Morillon avait une soixantaine d’années, mais il paraissait plus jeune. Il était grand, maigre, avec de longs cheveux noirs attachés en catogan derrière la nuque et un collier de barbe finement taillé. Il était toujours radieux et souriant, son arrivée était accueillie par des applaudissements et des acclamations dignes d'une Rock-star. Il était très difficile de prendre un tel personnage au sérieux, pourtant, il y avait un tas de monde qui croyait en lui.
Comme Morillon, alias Isar, avait réuni autour de lui des milliers d'adeptes à travers le monde, son mouvement était devenu influent dans certains milieux, notamment celui des affaires. Pour un homme d’affaires, peu importe qu’un individu comme lui soit un charlatan, du moment qu’il rapporte de l’argent.
Morillon avait enregistré son mouvement sous le titre d’Église pour une question fiscale. Il était devenu extrêmement riche, ce qui lui suscita des ennemis, dont Grégoire Ménuin, à qui il devait plusieurs assignations en justice pour fraude fiscale, pratique illégale de la médecine, et pédophilie. Il s’était réfugié au Québec où aucune charge ne pesait contre lui.
Selon l’Histoire officielle de l’Église, Isar n'avait rencontré les extra-terrestres qu'à deux reprises et ne les avait jamais revus depuis, mais comme il restait en contact télépathique avec eux, ils continuaient à lui envoyer des révélations.
Par ce moyen, Isar avait reçu l’ordre de leur construire une ambassade interstellaire car ils allaient bientôt arriver pour se révéler à l’humanité, et il fallait un endroit et des structures adéquats pour les accueillir dignement. Morillon en avait dessiné les plans lui-même, d’après les indications de ses amis aliens.
Initialement, il était prévu de bâtir cette ambassade en Israël, où les extra-terrestres s’étaient beaucoup manifestés dans les temps bibliques, mais le gouvernement israélien n’avait pas accueilli pas l’idée avec l’enthousiasme escompté.

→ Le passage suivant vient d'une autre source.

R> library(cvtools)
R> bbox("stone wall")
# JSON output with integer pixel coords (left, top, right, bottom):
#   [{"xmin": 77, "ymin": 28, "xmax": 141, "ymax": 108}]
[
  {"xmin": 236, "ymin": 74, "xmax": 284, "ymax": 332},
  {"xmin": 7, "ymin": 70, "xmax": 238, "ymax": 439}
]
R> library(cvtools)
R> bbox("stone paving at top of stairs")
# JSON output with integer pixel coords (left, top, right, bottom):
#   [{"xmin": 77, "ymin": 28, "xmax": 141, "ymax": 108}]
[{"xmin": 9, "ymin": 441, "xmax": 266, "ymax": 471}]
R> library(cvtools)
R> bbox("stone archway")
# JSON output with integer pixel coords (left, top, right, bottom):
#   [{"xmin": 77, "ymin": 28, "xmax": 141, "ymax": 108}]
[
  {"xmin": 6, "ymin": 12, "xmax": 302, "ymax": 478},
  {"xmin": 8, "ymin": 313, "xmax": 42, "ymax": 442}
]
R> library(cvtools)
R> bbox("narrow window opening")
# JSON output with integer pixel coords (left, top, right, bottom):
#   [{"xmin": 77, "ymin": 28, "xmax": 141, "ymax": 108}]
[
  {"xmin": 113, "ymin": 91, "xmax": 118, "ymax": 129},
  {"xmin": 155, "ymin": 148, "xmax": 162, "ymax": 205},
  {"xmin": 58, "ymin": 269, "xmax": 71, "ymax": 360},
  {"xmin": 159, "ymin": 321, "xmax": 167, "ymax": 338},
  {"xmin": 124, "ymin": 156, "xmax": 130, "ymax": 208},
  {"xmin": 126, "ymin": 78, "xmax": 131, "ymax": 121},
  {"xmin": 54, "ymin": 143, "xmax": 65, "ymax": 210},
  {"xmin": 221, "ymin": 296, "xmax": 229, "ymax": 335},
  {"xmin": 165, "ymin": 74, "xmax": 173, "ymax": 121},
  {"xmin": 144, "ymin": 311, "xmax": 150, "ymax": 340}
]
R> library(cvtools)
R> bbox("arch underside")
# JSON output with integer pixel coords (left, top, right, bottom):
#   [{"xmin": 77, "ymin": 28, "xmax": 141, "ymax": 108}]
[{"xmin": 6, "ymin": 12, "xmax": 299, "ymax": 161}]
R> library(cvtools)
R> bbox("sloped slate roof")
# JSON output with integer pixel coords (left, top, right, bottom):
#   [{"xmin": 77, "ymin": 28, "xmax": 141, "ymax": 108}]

Qu’à cela ne tienne ; Morillon avait expliqué la situation aux extra-terrestres, et ceux-ci s'étaient montrés très arrangeants ; ils lui avaient donné la permission de construire l’ambassade interstellaire là où il habitait : au Québec. Dans le nord de la province, il acheta, à bon prix, un immense terrain de nature sauvage dont il fit déboiser de nombreux hectares et entreprit la construction de ce qui ressemblerait à un aéroport, avec des bâtiments aux lignes futuristes et une piste d’atterrissage pour les soucoupes volantes.
Morillon était un homme intelligent doté d’une imagination fertile, et il avait manifestement trouvé le moyen de s’enrichir grâce à la naïveté humaine. Seulement, avait il prévu l’éventualité que de véritables extra-terrestres s’intéressent à lui et à sa secte ?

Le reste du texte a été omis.